Full_Name: Kristopher William Zyp Version: LMDB 0.9.23 OS: Windows URL: fhttps://github.com/kriszyp/node-lmdb/commit/dc290553acb57fa3f2d6d88a0d5e0200... Submission from: (NULL) (71.199.6.148)
In writemap mode in LMDB, it seems that a loose page can end up in me_dpages, causing a segfault on mdb_env_close or on writes after mdb_env_set_mapsize.
If I understand correctly, in MDB_WRITEMAP mode, dirty pages should never enter into me_dpages, since dirty pages directly refer to the mapped memory, and me_dpages are allocated from the heap (for reuse). However, I think a dirty page that has become a loose page can end up in me_dpages; it seems that when mdb_freelist_save() is called, it iterates through the loose pages and can end up calling mdb_dpage_free at https://github.com/LMDB/lmdb/blob/mdb.RE/0.9/libraries/liblmdb/mdb.c#L3114, allowing the loose page to end up in me_dpages. This means that me_dpages ends up with a reference to data in the memory map. And this becomes apparent if you call mdb_env_close or do a mdb_env_set_mapsize triggering a segfault when it attempts to free a memory map'ed page or access previously unmapped page.
Everywhere else in the code, the MDB_WRITEMAP flag prevents any calls to mdb_dpage_free (or mdb_dlist_free) in writemap mode (which I assume is intentional), except in mdb_freelist_save. It seems like the mdb_dpage_free call just needs to be moved up a few lines to the else block of the MDB_TXN_WRITEMAP conditional, so that it also won't be called in writemap mode.
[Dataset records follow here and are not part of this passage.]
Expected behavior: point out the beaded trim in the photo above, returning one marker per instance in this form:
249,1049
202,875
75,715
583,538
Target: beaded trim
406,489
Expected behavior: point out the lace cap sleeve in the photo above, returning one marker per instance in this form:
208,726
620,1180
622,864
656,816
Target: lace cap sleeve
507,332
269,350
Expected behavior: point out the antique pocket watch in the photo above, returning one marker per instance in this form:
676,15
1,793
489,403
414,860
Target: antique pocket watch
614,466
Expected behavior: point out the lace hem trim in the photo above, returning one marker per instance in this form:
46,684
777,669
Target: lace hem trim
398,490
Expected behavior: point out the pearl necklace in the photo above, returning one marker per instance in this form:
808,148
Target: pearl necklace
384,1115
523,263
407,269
I apologize I can't provide a more isolated test case. This combination actually seems to be pretty rare occurrence, and very difficult to reproduce, I only occasionally observe it happening with large amounts of operations with frequent closing/resizing of the env. And I don't understand the internals to be 100% confident of this, and perhaps I am misunderstanding this code path. But, it does seems like this fix prevents these crashes for us, and seems like ensuring there are no mdb_dpage_free calls in writemap mode (only mdb_page_free calls) is the legitimate intention of the code.
The attached URL contains the fix as a patch (against the node-lmdb project).